Our architecture addresses partial observability through gated recurrent units integrated with MAPPO:

$$
\begin{aligned}
r_t &= \sigma(W_r \cdot [h_{t-1}, x_t] + b_r) \\
z_t &= \sigma(W_z \cdot [h_{t-1}, x_t] + b_z) \\
\tilde{h}_t &= \tanh(W_h \cdot [r_t \odot h_{t-1}, x_t] + b_h) \\
h_t &= (1 – z_t) \odot h_{t-1} + z_t \odot \tilde{h}_t
\end{aligned}
$$

The hybrid reward function combines sparse and shaped components:

$$
\begin{aligned}
R_t = & \omega_p R_p + \omega_d R_d + \omega_f R_f + \omega_c R_c + \omega_s R_s \\
R_p &= \begin{cases} r_{\text{capture}} & D_{U,M} < d_{\text{capture}} \\ 0 & \text{otherwise} \end{cases} \\
R_d &= -D_{U,M} \\
R_f &= -\left| \chi_{i,j} – \frac{\pi}{N} \right| \\
R_c &= \begin{cases} r_{\text{collision}} & d_{\min} < d_{\text{collision}} \\ 0 & \text{otherwise} \end{cases} \\
R_s &= \begin{cases} \frac{d_{\min} – d_{\text{safe}}}}{d_{\text{safe}} – d_{\text{collision}}} & d_{\min} < d_{\text{safe}} \\ 0 & \text{otherwise} \end{cases}
\end{aligned}
$$

Curriculum learning dynamically adjusts difficulty through linear regulators:

$$
d_{\text{capture}}^* = \begin{cases}
d_{\text{capture}} [\lambda_d + (1 – \lambda_d)k] & k < 1 \\
d_{\text{capture}} & \text{otherwise}
\end{cases}, \quad k = \frac{\text{step}}{\text{Maxstep}}
$$

Experimental Validation

Simulations in ROS/Gazebo environment demonstrate the effectiveness of our approach in drone technology applications:

Table 2: Performance comparison in standard environment
Algorithm	Success Rate	Avg.

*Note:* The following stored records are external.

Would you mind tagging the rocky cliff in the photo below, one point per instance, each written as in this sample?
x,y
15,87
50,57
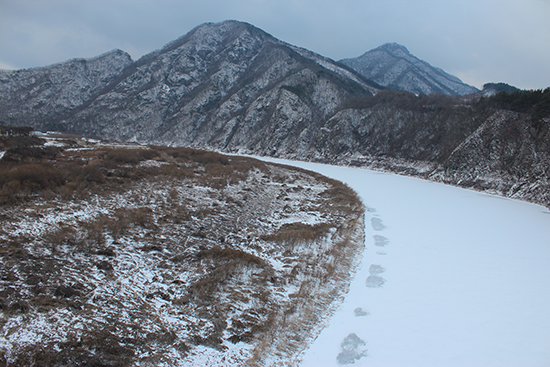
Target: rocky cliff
x,y
394,67
232,87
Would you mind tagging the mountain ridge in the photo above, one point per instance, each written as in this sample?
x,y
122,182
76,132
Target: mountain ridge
x,y
232,87
393,66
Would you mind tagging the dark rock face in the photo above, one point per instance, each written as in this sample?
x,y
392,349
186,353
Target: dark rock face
x,y
393,66
232,87
39,97
217,86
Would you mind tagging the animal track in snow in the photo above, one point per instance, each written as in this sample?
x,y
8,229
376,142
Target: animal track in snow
x,y
376,269
360,312
375,281
380,241
352,349
377,224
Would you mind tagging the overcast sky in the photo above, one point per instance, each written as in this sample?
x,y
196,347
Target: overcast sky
x,y
477,40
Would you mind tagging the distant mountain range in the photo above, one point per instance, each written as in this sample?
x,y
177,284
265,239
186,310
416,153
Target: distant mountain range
x,y
232,87
393,66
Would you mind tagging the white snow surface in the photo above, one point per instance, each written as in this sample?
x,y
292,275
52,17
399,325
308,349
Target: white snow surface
x,y
449,277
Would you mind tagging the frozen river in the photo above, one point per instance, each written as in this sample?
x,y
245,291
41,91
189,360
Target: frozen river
x,y
449,277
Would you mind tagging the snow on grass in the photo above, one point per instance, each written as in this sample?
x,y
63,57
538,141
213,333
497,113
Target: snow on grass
x,y
465,279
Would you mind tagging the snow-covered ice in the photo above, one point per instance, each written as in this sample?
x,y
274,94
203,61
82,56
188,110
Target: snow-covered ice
x,y
449,277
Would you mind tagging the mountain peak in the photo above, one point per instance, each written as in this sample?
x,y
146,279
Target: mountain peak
x,y
393,66
393,47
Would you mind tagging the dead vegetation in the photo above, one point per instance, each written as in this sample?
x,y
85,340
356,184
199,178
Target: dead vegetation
x,y
148,255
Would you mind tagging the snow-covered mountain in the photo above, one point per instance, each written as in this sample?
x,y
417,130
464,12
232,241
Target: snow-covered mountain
x,y
232,87
393,66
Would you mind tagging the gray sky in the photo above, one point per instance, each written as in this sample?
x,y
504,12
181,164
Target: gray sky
x,y
477,40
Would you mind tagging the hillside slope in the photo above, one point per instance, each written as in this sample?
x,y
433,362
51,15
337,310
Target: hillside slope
x,y
124,256
232,87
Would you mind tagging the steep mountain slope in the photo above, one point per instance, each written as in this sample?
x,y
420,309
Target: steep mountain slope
x,y
394,67
232,87
41,96
217,85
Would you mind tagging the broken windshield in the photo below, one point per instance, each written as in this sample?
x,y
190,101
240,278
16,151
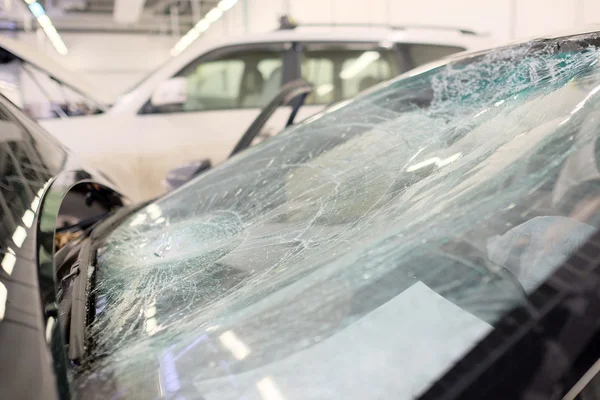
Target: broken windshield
x,y
381,238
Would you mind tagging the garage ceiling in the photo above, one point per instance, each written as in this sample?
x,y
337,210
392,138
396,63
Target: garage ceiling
x,y
121,16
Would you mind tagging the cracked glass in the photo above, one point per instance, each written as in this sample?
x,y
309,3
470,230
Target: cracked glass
x,y
362,252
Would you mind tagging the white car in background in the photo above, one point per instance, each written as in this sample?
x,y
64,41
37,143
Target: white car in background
x,y
44,88
198,104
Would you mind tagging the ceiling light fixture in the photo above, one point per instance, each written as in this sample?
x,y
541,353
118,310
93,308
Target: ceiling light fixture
x,y
46,24
202,26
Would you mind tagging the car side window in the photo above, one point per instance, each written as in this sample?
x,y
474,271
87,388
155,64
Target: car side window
x,y
244,79
339,72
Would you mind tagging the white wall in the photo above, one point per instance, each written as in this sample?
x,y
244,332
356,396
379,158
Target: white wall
x,y
118,61
113,62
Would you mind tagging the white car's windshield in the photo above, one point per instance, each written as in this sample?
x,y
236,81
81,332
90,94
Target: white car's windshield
x,y
361,253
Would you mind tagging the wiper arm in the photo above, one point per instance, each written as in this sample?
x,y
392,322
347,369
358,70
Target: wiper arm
x,y
79,301
80,291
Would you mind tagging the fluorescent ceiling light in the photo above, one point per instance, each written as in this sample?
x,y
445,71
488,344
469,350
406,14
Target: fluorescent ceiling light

Reward	Capture Time (s)
LSTM-MAPPO	79%	81	26.0
MAPPO	68%	69	26.9
A3C	67%	71	26.2
MADDPG	62%	60	28.0
IPPO	40%	47	30.4
GRU-MAPPO (Ours)	85%	86	23.5

Key findings demonstrate the superiority of our Unmanned Aerial Vehicle strategy:

12.6% reduction in capture time compared to MAPPO
17% higher success rate in noisy environments (80% vs 68%)
Faster convergence with curriculum learning (6×10⁵ vs 6.9×10⁵ steps)
Effective generalization to random and hybrid evasion strategies

Conclusion

This research advances drone technology through a novel GRU-MAPPO framework for multi-Unmanned Aerial Vehicle cooperative pursuit. By integrating gated recurrent units with multi-agent reinforcement learning, we effectively address partial observability challenges in 3D environments. The curriculum learning linear regulator accelerates training convergence, while the hybrid reward structure balances exploration and exploitation. Experimental validation confirms 12.6% faster target capture and 17% higher success rates compared to baseline methods, demonstrating significant improvements in cooperative autonomy for Unmanned Aerial Vehicles. Future work will extend this framework to dynamic obstacle environments with enhanced sensor models.